Non-Cis* Citizens and Border Crossings: The Effects of the Heteronormative Gender Regimes on Practices of Border Controls and Border Crossing by Non-Cis Individuals
Bielefeld University, Germany
Non-cis individuals, non-binary as well as trans* bodies challenge gender regimes and border security control regulations, the police practice and policing as such in the sense of hierarchical control. The expectation of gender binary within the policing practices applies to the citizens, who are expected to have documents with registered (mostly binary) gender, so body checks are clearly regulated, as well as having genitalia, corresponding to the documents. The police officers, trapped in the binary-normativity of gender regimes and gender registrations face specific challenges while controlling non-cis individuals.
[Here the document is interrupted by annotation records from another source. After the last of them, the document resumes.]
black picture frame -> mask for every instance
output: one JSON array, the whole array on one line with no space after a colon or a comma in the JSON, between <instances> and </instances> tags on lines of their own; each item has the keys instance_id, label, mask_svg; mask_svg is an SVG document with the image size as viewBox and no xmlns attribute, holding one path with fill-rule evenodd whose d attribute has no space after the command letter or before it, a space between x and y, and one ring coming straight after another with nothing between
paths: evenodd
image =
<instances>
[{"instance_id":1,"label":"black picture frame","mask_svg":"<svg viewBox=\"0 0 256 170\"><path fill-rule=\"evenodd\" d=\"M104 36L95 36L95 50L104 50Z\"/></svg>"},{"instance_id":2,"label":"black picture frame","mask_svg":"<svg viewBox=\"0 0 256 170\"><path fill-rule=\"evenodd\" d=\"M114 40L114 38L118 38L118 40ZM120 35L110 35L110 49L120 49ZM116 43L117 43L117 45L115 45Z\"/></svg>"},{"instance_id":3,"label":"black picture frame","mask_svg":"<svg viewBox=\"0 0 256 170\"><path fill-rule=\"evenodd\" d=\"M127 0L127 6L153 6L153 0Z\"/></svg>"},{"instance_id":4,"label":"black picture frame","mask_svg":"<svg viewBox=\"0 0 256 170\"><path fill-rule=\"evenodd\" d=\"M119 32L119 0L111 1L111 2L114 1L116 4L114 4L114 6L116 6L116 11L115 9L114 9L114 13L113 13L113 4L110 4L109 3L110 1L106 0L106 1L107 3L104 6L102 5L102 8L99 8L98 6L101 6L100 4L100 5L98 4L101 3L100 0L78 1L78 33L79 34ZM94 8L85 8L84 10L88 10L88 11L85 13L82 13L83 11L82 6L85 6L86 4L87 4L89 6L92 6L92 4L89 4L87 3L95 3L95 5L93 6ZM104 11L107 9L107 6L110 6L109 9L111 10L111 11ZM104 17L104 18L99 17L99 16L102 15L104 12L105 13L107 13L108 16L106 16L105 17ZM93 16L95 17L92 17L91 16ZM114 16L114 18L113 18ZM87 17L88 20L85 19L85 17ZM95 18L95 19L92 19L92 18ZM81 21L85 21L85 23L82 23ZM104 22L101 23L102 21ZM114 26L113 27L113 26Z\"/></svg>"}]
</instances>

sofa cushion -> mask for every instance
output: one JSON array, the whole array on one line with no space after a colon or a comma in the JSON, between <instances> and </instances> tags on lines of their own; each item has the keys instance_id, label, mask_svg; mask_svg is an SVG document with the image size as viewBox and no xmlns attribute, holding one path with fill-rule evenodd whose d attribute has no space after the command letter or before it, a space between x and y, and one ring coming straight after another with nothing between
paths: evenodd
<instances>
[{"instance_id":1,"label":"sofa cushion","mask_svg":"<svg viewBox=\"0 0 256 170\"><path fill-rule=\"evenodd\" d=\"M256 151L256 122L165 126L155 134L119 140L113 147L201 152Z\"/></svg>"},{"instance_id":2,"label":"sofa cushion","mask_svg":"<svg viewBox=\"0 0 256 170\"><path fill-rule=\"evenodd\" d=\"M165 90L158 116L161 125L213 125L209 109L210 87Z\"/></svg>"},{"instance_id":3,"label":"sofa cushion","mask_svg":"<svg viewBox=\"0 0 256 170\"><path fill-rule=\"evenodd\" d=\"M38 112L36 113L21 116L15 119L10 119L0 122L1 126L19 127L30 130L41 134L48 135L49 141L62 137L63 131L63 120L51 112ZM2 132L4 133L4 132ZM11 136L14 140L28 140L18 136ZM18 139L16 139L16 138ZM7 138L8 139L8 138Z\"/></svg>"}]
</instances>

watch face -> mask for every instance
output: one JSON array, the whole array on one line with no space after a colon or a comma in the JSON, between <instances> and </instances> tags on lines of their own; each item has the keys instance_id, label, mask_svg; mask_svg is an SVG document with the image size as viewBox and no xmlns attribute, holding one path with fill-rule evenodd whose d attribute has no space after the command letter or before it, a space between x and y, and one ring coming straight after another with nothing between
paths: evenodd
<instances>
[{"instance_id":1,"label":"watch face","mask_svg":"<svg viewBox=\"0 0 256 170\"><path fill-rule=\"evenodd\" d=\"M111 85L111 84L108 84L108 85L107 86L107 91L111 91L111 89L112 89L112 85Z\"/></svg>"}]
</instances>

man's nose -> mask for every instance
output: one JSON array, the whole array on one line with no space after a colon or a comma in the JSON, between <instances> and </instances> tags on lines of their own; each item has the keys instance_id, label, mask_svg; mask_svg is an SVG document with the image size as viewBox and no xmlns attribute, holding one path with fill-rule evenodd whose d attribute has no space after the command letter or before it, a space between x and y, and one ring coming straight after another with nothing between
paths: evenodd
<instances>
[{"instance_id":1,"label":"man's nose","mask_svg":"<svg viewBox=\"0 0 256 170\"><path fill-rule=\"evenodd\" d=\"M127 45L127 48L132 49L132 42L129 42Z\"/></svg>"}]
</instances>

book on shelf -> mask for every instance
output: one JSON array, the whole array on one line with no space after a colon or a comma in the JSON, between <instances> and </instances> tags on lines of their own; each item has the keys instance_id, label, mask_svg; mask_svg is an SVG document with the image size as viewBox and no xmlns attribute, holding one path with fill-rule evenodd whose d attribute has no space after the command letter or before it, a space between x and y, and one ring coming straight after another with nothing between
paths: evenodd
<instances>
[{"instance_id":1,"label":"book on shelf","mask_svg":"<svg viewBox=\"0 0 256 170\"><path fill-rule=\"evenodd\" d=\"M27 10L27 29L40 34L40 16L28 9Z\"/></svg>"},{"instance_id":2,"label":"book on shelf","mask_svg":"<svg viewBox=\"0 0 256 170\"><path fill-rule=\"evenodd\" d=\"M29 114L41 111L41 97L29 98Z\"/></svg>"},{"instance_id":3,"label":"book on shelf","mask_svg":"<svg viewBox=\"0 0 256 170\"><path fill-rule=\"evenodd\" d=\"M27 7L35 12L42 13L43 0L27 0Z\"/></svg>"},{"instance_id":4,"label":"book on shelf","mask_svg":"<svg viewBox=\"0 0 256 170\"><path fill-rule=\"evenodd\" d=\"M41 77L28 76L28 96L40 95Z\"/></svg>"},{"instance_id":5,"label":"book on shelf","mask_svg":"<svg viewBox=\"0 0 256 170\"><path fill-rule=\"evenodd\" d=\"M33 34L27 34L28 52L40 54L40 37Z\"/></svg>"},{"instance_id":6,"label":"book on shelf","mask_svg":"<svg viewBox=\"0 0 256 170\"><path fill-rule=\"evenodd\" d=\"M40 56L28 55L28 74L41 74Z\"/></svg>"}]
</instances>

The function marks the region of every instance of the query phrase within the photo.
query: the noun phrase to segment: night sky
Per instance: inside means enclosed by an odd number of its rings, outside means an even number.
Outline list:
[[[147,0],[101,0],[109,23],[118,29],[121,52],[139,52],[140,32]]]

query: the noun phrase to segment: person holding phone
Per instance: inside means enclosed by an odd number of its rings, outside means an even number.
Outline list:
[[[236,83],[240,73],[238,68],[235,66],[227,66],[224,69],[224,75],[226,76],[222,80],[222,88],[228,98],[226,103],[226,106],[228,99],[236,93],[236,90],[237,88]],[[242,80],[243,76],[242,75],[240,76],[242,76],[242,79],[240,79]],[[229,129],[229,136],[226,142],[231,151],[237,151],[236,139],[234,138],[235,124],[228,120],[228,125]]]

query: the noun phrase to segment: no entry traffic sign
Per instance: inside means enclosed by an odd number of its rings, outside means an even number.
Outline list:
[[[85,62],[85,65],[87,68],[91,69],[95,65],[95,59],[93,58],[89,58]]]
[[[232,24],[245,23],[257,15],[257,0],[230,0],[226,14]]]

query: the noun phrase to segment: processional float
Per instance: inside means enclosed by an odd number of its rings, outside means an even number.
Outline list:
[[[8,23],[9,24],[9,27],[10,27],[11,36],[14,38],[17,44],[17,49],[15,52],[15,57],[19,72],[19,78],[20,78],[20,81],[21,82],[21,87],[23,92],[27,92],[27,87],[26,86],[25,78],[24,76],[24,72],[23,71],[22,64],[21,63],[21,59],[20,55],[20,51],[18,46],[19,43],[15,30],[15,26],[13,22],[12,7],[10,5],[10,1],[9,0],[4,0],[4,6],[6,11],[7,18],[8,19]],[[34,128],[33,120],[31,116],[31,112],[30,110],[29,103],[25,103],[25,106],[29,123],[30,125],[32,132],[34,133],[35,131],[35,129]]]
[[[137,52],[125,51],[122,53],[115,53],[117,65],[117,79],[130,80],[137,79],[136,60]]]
Being binary and cis-gender is also expected from police officers, having e.g. sex-specific uniforms, clear rules of e.g. performing body check on same-sex citizens, and, until at least 2019 in German case, even having certain types of genitalia. Complex ambiguities, faced by trans* police officers are rather silenced within the executive power and barely researched. Hence, bodies, not complying in their visual appearance or genitalia to the id-documents challenge police practices and police as institution. This paper demonstrates, using data from biographical interviews with trans* police officers in Germany and materials for diversity trainings concerning trans* and non-binary bodies within German police, how the normality expectations, articulated in heteronormative gender regimes are being articulated, internalised, negotiated and complied to by the trans* police officers in their professional life. The paper shows the embodiment of non-complying non-cis bodies and their clashing with heteronormative gender regimes, gender identity registrations as well as self-positioning of the trans* police officers within the executive power.